Principle:Zai org CogVideo I2V Pipeline Loading
Metadata
| Field | Value |
|---|---|
| Page Type | Principle |
| Knowledge Sources | Repo (CogVideo), Paper (CogVideoX) |
| Domains | Video_Generation, Diffusion_Models, Image_Conditioning |
| Last Updated | 2026-02-10 00:00 GMT |
Overview
Technique for loading a complete image-to-video diffusion pipeline that generates video conditioned on both a text prompt and an input image.
Description
Image-to-video pipeline loading extends text-to-video by adding image conditioning. The pipeline loads the same components (tokenizer, text encoder, transformer, VAE, scheduler) but uses an I2V-specific transformer variant that accepts image latents as additional conditioning. This enables generating videos that start from or are consistent with a reference image.
Component Architecture
The I2V pipeline loads five core components from pretrained weights:
- Tokenizer: Converts text prompts into token sequences for the text encoder.
- Text Encoder: Transforms token sequences into dense text embeddings that condition the denoising process.
- Transformer: The I2V-specific variant of the CogVideoX transformer, which accepts both text embeddings and image latents as conditioning inputs. This transformer has double the input channels (32 vs 16) compared to the text-to-video variant, to accommodate the concatenated image latent.
- VAE (Variational Autoencoder): Encodes images into latent space and decodes denoised latents back into pixel space for video frames.
- Scheduler: Controls the noise schedule and denoising step progression during inference.
Model Variants
Two I2V model variants are available:
- CogVideoX-5b-I2V: Generates video at 480x720 resolution with 5 billion parameters.
- CogVideoX1.5-5b-I2V: Generates video at 768x1360 resolution (or custom resolution) with 5 billion parameters and an updated architecture.
Usage
Use when generating videos from an input image plus text description.
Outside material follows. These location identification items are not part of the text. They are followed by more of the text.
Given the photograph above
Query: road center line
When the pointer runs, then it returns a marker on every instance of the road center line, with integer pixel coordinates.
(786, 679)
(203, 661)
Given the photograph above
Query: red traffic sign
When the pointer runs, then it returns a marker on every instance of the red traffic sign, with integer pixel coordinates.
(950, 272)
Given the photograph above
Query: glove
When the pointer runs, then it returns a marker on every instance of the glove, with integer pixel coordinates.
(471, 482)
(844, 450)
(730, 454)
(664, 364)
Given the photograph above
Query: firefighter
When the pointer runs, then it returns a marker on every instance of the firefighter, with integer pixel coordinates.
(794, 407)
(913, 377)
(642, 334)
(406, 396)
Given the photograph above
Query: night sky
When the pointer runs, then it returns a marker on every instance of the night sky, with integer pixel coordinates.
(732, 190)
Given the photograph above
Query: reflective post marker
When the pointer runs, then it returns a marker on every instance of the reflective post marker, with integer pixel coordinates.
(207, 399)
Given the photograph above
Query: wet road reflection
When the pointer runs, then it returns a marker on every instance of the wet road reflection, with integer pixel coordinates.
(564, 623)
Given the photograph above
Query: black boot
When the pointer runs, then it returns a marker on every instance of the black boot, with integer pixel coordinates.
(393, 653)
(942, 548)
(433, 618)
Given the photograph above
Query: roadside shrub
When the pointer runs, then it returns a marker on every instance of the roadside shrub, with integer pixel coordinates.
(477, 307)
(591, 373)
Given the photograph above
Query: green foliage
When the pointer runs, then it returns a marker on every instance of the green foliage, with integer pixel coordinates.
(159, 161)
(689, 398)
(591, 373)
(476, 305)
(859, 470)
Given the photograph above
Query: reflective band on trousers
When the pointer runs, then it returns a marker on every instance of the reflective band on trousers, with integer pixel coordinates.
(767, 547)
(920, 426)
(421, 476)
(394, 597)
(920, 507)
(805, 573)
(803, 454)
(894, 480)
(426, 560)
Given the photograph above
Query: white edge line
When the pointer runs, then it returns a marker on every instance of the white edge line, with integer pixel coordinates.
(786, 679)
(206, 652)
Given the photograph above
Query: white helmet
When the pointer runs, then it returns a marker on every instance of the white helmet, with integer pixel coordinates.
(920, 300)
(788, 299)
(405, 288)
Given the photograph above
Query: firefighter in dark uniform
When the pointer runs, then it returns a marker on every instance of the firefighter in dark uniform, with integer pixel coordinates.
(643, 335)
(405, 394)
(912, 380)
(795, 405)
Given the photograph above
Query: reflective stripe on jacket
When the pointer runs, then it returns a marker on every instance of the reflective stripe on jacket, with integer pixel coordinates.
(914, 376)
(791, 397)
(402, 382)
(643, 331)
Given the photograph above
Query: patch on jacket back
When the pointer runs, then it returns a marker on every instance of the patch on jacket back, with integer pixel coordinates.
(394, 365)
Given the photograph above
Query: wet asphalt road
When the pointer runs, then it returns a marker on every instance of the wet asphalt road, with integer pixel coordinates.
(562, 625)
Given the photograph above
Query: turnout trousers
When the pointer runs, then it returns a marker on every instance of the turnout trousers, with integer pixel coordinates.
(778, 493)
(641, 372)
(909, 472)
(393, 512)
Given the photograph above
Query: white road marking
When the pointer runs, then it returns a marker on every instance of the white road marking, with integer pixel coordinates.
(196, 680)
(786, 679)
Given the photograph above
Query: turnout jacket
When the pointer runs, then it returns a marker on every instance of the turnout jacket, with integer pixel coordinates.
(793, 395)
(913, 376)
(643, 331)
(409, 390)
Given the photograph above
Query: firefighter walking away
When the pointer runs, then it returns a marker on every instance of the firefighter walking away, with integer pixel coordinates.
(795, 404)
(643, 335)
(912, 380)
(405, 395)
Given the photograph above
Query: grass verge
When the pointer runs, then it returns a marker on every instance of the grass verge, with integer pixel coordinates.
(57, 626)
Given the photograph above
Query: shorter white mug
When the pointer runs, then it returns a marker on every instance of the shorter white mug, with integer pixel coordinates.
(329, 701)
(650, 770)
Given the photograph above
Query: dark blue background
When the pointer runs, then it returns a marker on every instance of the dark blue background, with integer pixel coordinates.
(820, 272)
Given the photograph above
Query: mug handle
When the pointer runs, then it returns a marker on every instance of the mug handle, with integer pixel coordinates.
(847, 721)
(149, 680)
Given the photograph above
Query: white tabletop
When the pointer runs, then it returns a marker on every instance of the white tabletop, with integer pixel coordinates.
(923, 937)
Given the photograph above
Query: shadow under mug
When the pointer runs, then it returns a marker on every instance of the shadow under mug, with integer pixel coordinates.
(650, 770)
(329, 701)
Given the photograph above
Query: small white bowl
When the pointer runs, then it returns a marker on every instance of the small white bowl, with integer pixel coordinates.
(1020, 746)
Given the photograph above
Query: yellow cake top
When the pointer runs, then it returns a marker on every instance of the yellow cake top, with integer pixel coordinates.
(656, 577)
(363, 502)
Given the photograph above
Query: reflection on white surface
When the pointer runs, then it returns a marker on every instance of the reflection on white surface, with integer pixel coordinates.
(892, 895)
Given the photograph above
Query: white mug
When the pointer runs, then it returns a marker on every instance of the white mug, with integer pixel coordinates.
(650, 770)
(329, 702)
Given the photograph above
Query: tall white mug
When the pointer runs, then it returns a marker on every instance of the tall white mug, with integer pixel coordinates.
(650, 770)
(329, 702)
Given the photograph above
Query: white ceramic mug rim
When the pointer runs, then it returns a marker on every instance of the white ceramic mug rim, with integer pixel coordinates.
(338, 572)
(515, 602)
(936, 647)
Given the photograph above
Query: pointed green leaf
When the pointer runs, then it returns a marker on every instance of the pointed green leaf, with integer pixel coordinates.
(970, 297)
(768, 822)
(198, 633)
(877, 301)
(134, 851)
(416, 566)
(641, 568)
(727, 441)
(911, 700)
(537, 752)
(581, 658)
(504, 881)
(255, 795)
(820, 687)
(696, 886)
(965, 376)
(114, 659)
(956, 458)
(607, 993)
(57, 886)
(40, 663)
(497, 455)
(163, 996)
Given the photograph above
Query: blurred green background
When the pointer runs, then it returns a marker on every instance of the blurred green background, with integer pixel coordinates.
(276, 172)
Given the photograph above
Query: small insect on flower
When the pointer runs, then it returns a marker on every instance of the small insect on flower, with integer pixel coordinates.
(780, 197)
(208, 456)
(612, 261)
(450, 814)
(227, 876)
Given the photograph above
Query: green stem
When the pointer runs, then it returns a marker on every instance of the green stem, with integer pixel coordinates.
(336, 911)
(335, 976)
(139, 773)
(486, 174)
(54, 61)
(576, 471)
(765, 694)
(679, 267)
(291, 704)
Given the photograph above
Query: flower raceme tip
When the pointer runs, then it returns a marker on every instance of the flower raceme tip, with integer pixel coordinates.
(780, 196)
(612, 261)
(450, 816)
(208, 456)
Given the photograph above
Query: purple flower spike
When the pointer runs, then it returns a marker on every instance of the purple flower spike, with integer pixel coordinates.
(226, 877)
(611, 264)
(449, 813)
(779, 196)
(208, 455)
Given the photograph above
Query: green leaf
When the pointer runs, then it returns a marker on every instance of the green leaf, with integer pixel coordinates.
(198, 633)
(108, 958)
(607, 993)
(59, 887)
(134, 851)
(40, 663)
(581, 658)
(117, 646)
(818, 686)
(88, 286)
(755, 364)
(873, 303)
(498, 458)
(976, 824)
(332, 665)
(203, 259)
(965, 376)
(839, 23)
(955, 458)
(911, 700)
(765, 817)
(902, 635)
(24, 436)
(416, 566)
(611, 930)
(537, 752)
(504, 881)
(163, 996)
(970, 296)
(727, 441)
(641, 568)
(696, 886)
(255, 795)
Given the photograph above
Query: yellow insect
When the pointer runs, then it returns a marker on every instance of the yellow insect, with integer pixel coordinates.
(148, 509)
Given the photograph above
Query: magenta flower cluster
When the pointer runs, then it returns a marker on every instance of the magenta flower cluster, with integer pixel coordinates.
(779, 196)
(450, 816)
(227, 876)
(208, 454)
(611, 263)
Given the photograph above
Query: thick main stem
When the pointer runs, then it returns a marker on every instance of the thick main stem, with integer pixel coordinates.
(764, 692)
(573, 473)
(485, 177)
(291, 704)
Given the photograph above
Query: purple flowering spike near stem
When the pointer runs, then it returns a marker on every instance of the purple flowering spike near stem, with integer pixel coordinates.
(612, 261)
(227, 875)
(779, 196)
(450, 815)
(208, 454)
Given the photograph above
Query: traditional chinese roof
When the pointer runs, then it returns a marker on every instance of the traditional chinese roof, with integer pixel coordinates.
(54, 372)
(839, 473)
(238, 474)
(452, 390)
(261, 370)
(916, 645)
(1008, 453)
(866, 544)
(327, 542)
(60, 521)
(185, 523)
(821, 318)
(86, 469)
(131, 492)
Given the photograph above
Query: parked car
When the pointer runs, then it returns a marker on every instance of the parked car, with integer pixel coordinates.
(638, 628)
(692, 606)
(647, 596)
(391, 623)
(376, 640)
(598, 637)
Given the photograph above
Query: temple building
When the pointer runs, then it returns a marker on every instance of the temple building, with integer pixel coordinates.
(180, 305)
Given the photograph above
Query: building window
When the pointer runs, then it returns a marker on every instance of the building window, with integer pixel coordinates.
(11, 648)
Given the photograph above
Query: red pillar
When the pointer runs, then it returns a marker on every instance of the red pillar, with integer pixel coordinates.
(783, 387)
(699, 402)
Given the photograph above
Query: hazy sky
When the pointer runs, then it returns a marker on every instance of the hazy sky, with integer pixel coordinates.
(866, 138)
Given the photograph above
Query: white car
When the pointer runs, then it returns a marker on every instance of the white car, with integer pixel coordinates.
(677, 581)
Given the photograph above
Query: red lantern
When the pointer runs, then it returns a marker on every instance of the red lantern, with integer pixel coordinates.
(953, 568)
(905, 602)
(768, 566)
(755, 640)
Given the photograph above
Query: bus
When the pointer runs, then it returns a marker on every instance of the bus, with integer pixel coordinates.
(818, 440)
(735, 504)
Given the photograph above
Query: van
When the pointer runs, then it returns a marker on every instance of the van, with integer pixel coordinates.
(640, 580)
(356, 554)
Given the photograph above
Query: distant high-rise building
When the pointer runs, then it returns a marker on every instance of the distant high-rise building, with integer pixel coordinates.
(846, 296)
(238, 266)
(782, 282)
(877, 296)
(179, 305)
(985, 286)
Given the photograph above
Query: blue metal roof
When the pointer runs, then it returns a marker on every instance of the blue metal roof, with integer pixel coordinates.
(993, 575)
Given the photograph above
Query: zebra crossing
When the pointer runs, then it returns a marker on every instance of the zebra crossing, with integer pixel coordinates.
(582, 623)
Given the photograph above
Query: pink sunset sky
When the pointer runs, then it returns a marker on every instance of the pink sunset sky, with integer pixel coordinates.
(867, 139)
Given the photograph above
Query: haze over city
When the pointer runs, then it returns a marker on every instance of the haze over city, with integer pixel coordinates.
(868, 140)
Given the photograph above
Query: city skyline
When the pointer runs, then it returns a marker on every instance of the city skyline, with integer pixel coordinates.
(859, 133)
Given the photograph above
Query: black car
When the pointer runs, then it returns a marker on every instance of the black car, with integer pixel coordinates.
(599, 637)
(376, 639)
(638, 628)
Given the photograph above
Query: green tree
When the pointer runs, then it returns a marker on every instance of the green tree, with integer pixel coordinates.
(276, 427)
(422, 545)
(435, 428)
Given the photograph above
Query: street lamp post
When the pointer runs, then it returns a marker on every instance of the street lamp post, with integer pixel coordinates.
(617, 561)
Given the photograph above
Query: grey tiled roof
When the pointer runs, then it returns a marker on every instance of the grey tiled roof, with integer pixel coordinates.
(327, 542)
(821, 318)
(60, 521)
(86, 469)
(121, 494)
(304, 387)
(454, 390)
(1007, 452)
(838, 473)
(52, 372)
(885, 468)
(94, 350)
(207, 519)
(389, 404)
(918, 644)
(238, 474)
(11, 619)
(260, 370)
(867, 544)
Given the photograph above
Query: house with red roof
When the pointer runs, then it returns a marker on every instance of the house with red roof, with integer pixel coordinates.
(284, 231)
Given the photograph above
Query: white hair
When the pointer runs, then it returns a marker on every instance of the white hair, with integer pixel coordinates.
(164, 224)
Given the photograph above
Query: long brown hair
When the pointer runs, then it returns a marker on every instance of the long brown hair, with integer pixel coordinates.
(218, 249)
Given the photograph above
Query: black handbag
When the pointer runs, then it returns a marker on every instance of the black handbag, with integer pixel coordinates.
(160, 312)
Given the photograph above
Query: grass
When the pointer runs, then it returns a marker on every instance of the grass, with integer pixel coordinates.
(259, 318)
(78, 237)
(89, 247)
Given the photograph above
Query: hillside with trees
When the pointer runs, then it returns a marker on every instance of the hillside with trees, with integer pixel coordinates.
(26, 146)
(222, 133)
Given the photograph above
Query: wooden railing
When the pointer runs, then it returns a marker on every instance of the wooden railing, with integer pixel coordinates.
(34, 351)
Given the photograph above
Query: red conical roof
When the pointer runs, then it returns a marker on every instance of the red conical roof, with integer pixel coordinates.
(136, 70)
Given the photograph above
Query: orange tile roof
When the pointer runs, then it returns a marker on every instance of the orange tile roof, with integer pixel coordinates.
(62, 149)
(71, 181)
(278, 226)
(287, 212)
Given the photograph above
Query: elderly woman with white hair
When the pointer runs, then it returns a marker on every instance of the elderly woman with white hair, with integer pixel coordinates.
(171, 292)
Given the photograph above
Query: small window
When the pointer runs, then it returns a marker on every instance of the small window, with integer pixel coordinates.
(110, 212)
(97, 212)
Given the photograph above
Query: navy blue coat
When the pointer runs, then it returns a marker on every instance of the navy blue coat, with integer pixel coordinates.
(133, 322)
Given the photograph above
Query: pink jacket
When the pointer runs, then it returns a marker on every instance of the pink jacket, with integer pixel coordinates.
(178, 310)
Requires an I2V-specific model variant (e.g., THUDM/CogVideoX-5b-I2V or THUDM/CogVideoX1.5-5b-I2V). The I2V pipeline is loaded identically to the T2V pipeline but with the CogVideoXImageToVideoPipeline class and an I2V model checkpoint.
Theoretical Basis
Image Conditioning via Channel Concatenation
Image conditioning works by concatenating the encoded image latent with the noisy video latent along the channel dimension. The conditioning image is first encoded by the VAE encoder into a latent representation z_img. During each denoising step, this image latent is concatenated with the noisy video latent z_t along the channel axis:
input = concat(z_t, z_img, dim=channels)
This doubles the number of input channels from 16 (text-to-video) to 32 (image-to-video). The I2V transformer variant has its input projection layer modified to accept 32 channels rather than 16.
Consistency Preservation
The transformer learns to denoise while preserving visual consistency with the conditioning image. During training, the model sees pairs of (image, video) where the image corresponds to the first frame or a key frame of the video. The concatenation mechanism allows the model to attend to fine-grained spatial details in the image latent at every denoising step, maintaining structural and appearance consistency throughout the generated video sequence.